The spline-DV method uses condition-specific spline-fit curves as baselines to account for the unique variability patterns in each condition. This approach avoids assumptions about a global trend, which could mask condition-specific differences in variability. By constructing separate baselines, spline-DV ensures that deviations (\({\vec{v}}_{1}\) and \({\vec{v}}_{2}\)) accurately reflect variability relative to the expected behavior within each condition.

Gene statistics \({\vec{{gs}}}_{i}=\left({\mu }_{i},{C}_{\sigma ,i},D{r}_{i}\right)\) are compared to their closest point on the spline-fit curve \(({\vec{s}}_{{fit},i})\), which represents the “expected” variability. The deviation from the expected variability for each condition is calculated as: \({\vec{v}}_{1}={\vec{gs}}_{i}-{\vec{s}}_{{{fit}},i}\) (for condition 1) and \({\vec{v}}_{2}={\vec{{gs}}^{\prime} }_{i}-{\vec{s}^{\prime} }_{{{fit}},i}\) (for condition 2).

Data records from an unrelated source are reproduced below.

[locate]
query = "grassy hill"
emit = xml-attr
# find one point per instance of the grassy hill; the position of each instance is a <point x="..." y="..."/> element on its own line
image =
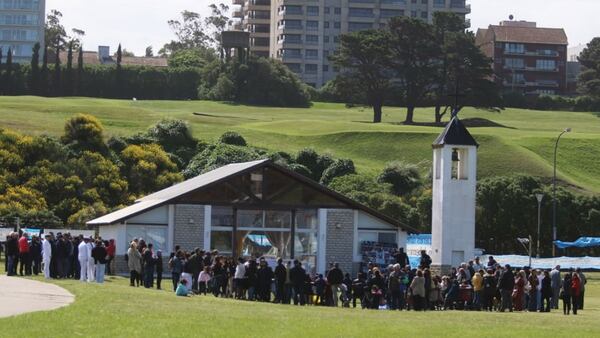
<point x="512" y="141"/>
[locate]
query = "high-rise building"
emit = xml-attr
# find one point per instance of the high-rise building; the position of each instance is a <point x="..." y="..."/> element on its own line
<point x="21" y="26"/>
<point x="527" y="59"/>
<point x="254" y="16"/>
<point x="303" y="33"/>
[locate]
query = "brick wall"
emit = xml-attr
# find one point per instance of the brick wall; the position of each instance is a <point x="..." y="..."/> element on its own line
<point x="340" y="238"/>
<point x="187" y="234"/>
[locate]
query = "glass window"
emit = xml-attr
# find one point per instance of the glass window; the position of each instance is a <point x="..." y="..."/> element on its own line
<point x="221" y="217"/>
<point x="249" y="218"/>
<point x="278" y="219"/>
<point x="305" y="250"/>
<point x="221" y="241"/>
<point x="312" y="25"/>
<point x="307" y="219"/>
<point x="268" y="244"/>
<point x="157" y="235"/>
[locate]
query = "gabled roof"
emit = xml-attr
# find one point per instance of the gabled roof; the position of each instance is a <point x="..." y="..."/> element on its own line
<point x="169" y="194"/>
<point x="455" y="133"/>
<point x="538" y="35"/>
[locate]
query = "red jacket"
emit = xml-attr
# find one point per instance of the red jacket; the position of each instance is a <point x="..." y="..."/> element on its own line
<point x="575" y="286"/>
<point x="23" y="245"/>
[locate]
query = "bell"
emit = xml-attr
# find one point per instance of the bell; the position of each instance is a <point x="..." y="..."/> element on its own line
<point x="455" y="156"/>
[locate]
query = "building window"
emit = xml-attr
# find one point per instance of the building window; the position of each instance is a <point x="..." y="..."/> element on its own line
<point x="360" y="12"/>
<point x="312" y="39"/>
<point x="310" y="68"/>
<point x="512" y="63"/>
<point x="545" y="64"/>
<point x="312" y="54"/>
<point x="514" y="48"/>
<point x="358" y="26"/>
<point x="312" y="10"/>
<point x="390" y="13"/>
<point x="312" y="25"/>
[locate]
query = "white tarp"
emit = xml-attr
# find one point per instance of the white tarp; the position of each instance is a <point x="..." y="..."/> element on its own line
<point x="547" y="263"/>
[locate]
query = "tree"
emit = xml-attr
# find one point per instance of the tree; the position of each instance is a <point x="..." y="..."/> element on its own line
<point x="588" y="82"/>
<point x="35" y="69"/>
<point x="84" y="132"/>
<point x="414" y="59"/>
<point x="364" y="58"/>
<point x="8" y="81"/>
<point x="56" y="78"/>
<point x="44" y="73"/>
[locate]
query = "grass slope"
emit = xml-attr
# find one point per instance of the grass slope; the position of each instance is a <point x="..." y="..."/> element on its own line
<point x="513" y="141"/>
<point x="115" y="309"/>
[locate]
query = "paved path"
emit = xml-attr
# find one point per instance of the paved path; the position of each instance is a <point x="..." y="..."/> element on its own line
<point x="19" y="295"/>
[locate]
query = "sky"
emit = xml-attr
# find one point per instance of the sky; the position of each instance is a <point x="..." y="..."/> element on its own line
<point x="137" y="24"/>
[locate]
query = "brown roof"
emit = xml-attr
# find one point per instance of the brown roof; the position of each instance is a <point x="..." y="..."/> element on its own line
<point x="550" y="36"/>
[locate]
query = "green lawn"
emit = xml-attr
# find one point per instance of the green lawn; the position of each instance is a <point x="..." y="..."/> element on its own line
<point x="512" y="141"/>
<point x="115" y="309"/>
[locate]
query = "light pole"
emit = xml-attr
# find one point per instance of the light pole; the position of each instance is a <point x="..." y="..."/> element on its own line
<point x="539" y="198"/>
<point x="567" y="130"/>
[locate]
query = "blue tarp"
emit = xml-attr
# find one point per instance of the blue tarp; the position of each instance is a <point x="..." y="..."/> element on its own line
<point x="581" y="242"/>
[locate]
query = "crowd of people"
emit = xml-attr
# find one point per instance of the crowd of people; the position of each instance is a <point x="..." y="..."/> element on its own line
<point x="59" y="256"/>
<point x="471" y="286"/>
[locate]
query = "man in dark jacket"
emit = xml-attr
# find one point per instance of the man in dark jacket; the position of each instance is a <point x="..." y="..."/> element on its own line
<point x="265" y="277"/>
<point x="297" y="276"/>
<point x="335" y="277"/>
<point x="402" y="257"/>
<point x="280" y="275"/>
<point x="506" y="284"/>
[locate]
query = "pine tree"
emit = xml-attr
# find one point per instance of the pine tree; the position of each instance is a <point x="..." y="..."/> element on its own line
<point x="8" y="72"/>
<point x="56" y="78"/>
<point x="35" y="70"/>
<point x="44" y="73"/>
<point x="79" y="75"/>
<point x="69" y="72"/>
<point x="1" y="82"/>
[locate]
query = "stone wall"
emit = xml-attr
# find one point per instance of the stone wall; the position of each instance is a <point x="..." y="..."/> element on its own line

The difference in the variability between the two conditions is given by:

$$\vec{{dv}}={\vec{v}}_{2}-{\vec{v}}_{1}$$

and the magnitude of this difference \((\Vert{\vec{dv}}{\Vert})\) is the DV score—a measure of relative changes in variability between the two conditions.

Identifying differentially variable genes

Genes with a significantly greater DV score are considered DV genes. The direction of variability change between conditions is given by \({||}{\vec{v}}_{1}{||}-{||}{\vec{v}}_{2}{||}\), indicating whether variability increased or decreased. To assess the confidence of DV scores, the distance difference magnitude (\({||}\vec{{dv}}{||}\)) is standardized using z-scores. Assuming a Gaussian error distribution, the cumulative density function is used to compute p-values, identifying genes with distinct variability changes in the right tail of the distribution. A p-value threshold of <0.05, rather than a more stringent cutoff, was used to obtain sufficiently large sets of DV genes in each case study, facilitating the interpretation of gene functions. Notably, the Benjamini-Hochberg procedure⁵⁶ or the Benjamini-Yekutieli correction⁵⁷, the latter applicable when test statistics are correlated, can be employed to control the false discovery rate.